Apesar de o Estatuto da Criança e do
Adolescente (ECA) assegurar o direito ao acesso amplo e irrestrito à educação
por todos os jovens, incluindo os em conflito com a lei, as escolas públicas
brasileiras têm dificuldade em incluir e integrar os adolescentes que cometeram
atos infracionais, possibilitando que eles permaneçam na instituição.
Um estudo realizado por Aline Fávaro
Dias no Programa de Pós-Graduação em Educação da Universidade Federal de São
Carlos (UFSCar) identificou alguns dos fatores que facilitam ou dificultam a
permanência na escola de jovens infratores. O trabalho ganhou o Prêmio Crefal
de Melhores Teses sobre Educação de Pessoas Jovens e Adultas, edição 2011,
concedido pelo Centro de Cooperação Regional para a Educação de Adultos na
América Latina e no Caribe (Crefal) - um organismo internacional de cooperação
na área de educação, apoiado pela Organização das Nações Unidas para a
Educação, a Ciência e a Cultura (Unesco).
O estudo também resultou em um
capítulo de um livro organizado por Dias e publicado no fim de maio. No estudo,
Dias, que é graduada em psicologia, realizou entrevistas e acompanhou seis
adolescentes que cumprem medidas socioeducativas em regime de liberdade
assistida pelo Programa de Medidas Socioeducativas em Meio Aberto de São
Carlos, com o intuito de compreender o significado que eles atribuem às suas
vivências escolares.
Dias constatou que, em geral, os adolescentes
- que apresentam baixa escolaridade e histórico de repetência, expulsão e
evasão escolar - veem a escola de uma forma ambígua. De um lado, apesar de a
escola ser avaliada por eles como um espaço onde são estigmatizados, excluídos
e rotulados, por outro lado, a instituição também é vista por esses jovens como
um ambiente de socialização, onde podem fazer amizades, paquerar e namorar. Já
o conteúdo escolar é considerado como desinteressante e algo secundário.

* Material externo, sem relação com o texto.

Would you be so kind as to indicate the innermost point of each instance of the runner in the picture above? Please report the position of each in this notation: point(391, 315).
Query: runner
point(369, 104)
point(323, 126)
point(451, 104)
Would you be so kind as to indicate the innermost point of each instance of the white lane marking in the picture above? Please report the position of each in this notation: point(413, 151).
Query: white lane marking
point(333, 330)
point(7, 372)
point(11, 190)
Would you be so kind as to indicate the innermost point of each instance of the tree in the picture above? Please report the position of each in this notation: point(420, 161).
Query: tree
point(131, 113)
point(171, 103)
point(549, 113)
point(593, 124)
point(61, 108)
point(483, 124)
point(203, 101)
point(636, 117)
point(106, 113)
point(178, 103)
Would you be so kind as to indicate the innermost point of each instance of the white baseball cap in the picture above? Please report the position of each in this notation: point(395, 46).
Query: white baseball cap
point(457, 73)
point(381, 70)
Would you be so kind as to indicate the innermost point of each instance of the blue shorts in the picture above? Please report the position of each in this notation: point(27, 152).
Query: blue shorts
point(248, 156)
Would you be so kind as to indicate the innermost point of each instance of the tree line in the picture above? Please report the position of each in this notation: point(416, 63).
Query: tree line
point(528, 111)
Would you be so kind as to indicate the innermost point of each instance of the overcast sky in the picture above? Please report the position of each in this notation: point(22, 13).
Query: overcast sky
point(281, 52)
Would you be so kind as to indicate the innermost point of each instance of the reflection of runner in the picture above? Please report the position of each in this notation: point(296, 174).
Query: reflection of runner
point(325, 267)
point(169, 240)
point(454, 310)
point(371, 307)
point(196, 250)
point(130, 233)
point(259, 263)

"Eles invertem a função da
escola. O aprendizado, que é considerado primordial para a escola, carece de
sentido para eles por não conseguirem ver uma aplicação prática no dia a dia do
conteúdo que aprendem, e a sociabilidade passa a ser o aspecto mais
importante", disse Dias.
Segundo a psicóloga, além da falta de
vínculo do conteúdo escolar com a realidade, outros fatores que contribuem para
essa percepção invertida dos jovens infratores sobre a escola são o próprio
envolvimento desses adolescentes em atos infracionais, que faz com que se distanciem
da instituição, além da baixa escolaridade dos pais e a dificuldade da
instituição escolar em lidar com eles. "De modo geral, as instituições de
ensino possuem pouca informação sobre o ECA e sobre quais são as medidas
socioeducativas previstas para um jovem que cometeu um ato infracional",
disse.
Em função dessa carência de
informação, as escolas tendem a excluir e a rotular esses jovens - que podem
possuir maior dificuldade de aprendizagem e de relacionamento com os colegas -
como perigosos ou a responsabilizá-los por tudo o que acontece de ruim na
instituição, como atos de vandalismo.
"A escola acaba vendo esses
jovens como problemáticos e que talvez se não estivessem ali seria melhor. É
muito comum a prática de expulsão e transferência compulsória desses
adolescentes, passando o problema de uma escola para a outra e não resolvendo,
de fato, a situação deles", disse Dias.
Segundo ela, a maioria dos jovens em
conflito com a lei tem dificuldade de encontrar vagas nas escolas, fazendo com
que desistam de estudar ainda no ensino fundamental. "Eles reconhecem que
a escola e o estudo são importantes, mas mesmo reconhecendo isso não conseguem
permanecer na instituição", afirmou.